Hydrogen works well, I don't think the argument if hydrogen works or not is relevant anymore, it works extremely well. The question if it will trickle down to consumer cars, I'm not sure. EV have the benefit of charging at home, and I think that it a great benefit.

I can understand the justification for fuel cell forklifts: Battery forklifts are a problem because charge time is difficult for use in 24 hour operations, and ICE forklifts create noxious fumes unsuitable for indoor use.

Automobiles have neither of these issues, and obtaining hydrogen from fossil fuels does not seem any better than just using the fossil fuel directly. Maybe someone will come up with the big breakthrough to economically obtain hydrogen directly from water, but they have been working on it a for a long time with no solution in sight.

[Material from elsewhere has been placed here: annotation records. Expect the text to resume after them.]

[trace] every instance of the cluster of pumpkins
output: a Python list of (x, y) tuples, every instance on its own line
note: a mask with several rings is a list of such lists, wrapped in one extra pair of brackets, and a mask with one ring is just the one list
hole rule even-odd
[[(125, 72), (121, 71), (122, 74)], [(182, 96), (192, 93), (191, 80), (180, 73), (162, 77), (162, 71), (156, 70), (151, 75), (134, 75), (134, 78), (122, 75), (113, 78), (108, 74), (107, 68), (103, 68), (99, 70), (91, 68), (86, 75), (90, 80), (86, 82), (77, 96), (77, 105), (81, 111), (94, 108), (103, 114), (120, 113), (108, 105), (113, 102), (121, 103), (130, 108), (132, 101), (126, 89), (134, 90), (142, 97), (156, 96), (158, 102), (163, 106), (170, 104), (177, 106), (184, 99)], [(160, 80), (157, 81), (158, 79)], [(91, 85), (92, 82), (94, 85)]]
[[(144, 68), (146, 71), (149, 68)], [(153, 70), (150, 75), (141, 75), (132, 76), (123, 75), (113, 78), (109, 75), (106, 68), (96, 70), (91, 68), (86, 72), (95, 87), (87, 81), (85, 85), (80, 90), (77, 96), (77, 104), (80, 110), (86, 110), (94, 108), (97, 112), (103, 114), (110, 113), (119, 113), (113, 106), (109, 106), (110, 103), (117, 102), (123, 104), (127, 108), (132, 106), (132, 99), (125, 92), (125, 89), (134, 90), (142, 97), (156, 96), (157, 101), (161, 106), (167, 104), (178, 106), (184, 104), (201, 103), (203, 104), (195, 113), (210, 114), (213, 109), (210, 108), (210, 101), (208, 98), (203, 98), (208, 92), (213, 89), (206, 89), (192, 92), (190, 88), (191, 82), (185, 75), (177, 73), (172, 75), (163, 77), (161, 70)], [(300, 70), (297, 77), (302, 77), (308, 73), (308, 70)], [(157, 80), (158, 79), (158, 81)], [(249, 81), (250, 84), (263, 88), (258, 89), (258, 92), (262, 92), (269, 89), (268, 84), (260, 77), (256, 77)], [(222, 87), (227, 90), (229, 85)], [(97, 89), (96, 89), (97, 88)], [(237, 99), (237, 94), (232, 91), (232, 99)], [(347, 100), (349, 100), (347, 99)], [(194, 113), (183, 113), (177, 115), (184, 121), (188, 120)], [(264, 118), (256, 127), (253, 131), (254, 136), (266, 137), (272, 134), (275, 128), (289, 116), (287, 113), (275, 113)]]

Hydrogen pumps may be able to fuel up a FCV faster but the fuel is obviously extremely dangerous. In all of the pictures I have seen of hydrogen pumps, there is a hazard diamond posted "4" being the most dangerous and of course hydrogen is a number 4. I have never seen one of these hazard diamonds on a gas pump.

Also that infrastructure is being paid for by the tax payers in CA. Tesla didn't lobby for tax dollars to build its SC network.

Energy density of H is 1/4 that of CH4 and it is very escape prone. The total carbon footprint is really very high for H. which includes storage, distribution, production, etc. Don't see a snowballs chance in hell for this technology to succeed.